Second, we study classical convex formulations, such as Linear Programs (LP), Quadratic Programs (QP), and Semidefinite Programs (SDP). These formulations have well-understood properties and moderately sized problem can be solved efficiently by existing software tools, such as CVXPY and others (e.g., Google’s MathOpt). While our core applications often involve more complex optimization problems, recognizing when parts of them fit into these classical templates allows us to leverage powerful, ready-made solvers.
Gradients, Hessians, and Taylor expansions provide the mathematical foundation for optimization algorithms. This section explains how these tools guide algorithm design and implementation.
Automatic differentiation (AD) powers modern deep learning frameworks. We examine how AD works, starting with a minimal implementation (Micrograd) before moving to PyTorch. This progression reveals how frameworks handle derivatives automatically, enabling rapid iteration on complex models.
Large datasets make computing exact gradients impractical. Stochastic and mini-batch variants of gradient descent offer a solution by sampling data subsets. We examine theoretical guarantees (global minima for convex problems, critical points for nonconvex ones) and practical modifications like Adam, momentum, and learning rate schedules.
Some optimization landscapes require more than gradient information. Newton, Gauss-Newton, and quasi-Newton methods reshape the optimization landscape for faster convergence. Linear solvers (Conjugate Gradient, CoLA) make these approaches practical for large problems.

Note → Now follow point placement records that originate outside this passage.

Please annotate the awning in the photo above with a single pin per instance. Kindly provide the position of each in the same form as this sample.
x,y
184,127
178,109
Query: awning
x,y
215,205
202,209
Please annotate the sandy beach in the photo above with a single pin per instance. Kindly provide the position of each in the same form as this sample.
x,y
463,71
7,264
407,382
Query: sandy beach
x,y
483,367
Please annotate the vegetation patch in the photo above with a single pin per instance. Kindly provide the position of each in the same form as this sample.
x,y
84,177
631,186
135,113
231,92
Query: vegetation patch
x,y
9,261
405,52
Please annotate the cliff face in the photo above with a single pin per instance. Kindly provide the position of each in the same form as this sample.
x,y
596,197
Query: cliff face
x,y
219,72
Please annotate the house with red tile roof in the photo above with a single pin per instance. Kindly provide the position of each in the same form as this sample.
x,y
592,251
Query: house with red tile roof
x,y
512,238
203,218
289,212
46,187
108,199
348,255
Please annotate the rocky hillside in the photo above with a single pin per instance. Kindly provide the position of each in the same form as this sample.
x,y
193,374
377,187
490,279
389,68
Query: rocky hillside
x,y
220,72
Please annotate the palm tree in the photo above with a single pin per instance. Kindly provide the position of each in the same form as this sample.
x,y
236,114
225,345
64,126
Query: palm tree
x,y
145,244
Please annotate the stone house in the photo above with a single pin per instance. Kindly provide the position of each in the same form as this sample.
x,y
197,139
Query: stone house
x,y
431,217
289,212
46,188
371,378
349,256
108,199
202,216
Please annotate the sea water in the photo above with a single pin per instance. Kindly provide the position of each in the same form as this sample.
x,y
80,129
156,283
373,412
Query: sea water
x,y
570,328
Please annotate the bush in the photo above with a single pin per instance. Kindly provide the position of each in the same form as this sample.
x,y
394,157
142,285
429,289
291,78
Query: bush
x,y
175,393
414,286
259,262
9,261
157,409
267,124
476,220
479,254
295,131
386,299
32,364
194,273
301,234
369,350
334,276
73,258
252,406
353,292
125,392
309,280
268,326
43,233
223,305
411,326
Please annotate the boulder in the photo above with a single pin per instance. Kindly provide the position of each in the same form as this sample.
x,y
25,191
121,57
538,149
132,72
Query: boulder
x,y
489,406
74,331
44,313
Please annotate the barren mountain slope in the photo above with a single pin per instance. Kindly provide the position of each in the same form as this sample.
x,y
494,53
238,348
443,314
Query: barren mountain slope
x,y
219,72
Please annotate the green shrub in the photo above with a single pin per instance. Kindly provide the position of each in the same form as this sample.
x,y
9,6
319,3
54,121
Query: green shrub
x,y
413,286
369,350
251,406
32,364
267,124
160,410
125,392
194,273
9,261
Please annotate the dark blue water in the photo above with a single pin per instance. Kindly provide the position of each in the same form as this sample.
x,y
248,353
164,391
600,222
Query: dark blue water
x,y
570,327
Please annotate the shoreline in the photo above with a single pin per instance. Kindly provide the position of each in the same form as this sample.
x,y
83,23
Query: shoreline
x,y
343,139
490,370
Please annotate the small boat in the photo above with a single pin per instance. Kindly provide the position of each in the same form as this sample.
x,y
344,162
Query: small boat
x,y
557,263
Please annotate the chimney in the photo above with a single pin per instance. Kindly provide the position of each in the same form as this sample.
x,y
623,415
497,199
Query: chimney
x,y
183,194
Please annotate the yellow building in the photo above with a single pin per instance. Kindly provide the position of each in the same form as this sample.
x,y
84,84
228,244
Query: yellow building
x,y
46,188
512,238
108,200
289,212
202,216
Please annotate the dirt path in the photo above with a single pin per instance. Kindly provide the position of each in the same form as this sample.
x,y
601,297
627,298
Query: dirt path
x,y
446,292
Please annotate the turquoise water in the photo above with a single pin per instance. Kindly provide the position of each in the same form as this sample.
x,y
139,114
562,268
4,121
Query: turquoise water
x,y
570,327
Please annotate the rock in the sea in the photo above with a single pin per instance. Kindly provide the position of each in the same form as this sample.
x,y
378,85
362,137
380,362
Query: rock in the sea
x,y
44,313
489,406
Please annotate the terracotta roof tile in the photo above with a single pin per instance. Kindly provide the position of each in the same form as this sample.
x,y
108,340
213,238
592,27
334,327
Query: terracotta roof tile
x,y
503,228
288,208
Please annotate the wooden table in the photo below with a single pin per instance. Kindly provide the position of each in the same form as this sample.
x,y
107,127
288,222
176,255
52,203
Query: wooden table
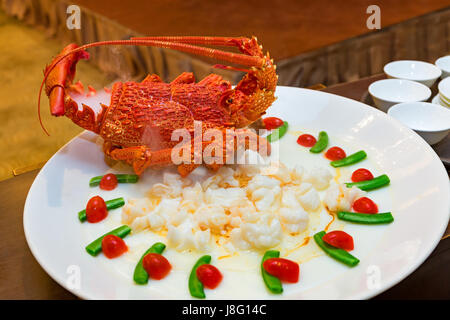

Based on class interests, we may cover:
We conclude with practical strategies for large-scale optimization:
The details of this outline shift based on class interests. By the end of the course, you will have a toolbox of optimization methods, an understanding of their theoretical underpinnings, and practical experience in applying them to real problems.
What will you learn by the end of this course?
Modeling and Formulation
By the end of this course, you should be able to take a real-world problem (in data science, machine learning, or sequential decision-making) and translate it into a formal optimization problem with well-defined objectives and constraints.
Algorithm Selection and Analysis
You will learn how to choose an appropriate algorithm—from basic gradient descent to more advanced quasi-Newton methods—and understand the trade-offs of different approaches (speed, accuracy, scalability).
Software Proficiency
We will use modern libraries like PyTorch (possibly Jax) to implement and experiment with these algorithms. You will gain experience with auto differentiation and learn best practices for tuning and debugging iterative solvers.
Optimization in Practice
Although we’ll cover fundamental optimization theory (convexity, convergence rates, saddle points, etc.), the focus is on practical usage. You will learn which methods to try first and how to iterate quickly when working with large datasets and complicated models.
Research Methods
This course also prepares you for research or advanced development tasks. You’ll see how to benchmark optimization methods, reproduce existing studies, and innovate ways to handle constraints like privacy and distributed data.
When you finish, you’ll be equipped to handle the optimization component of modern data science and machine learning projects, appreciating both the theoretical and practical dimensions.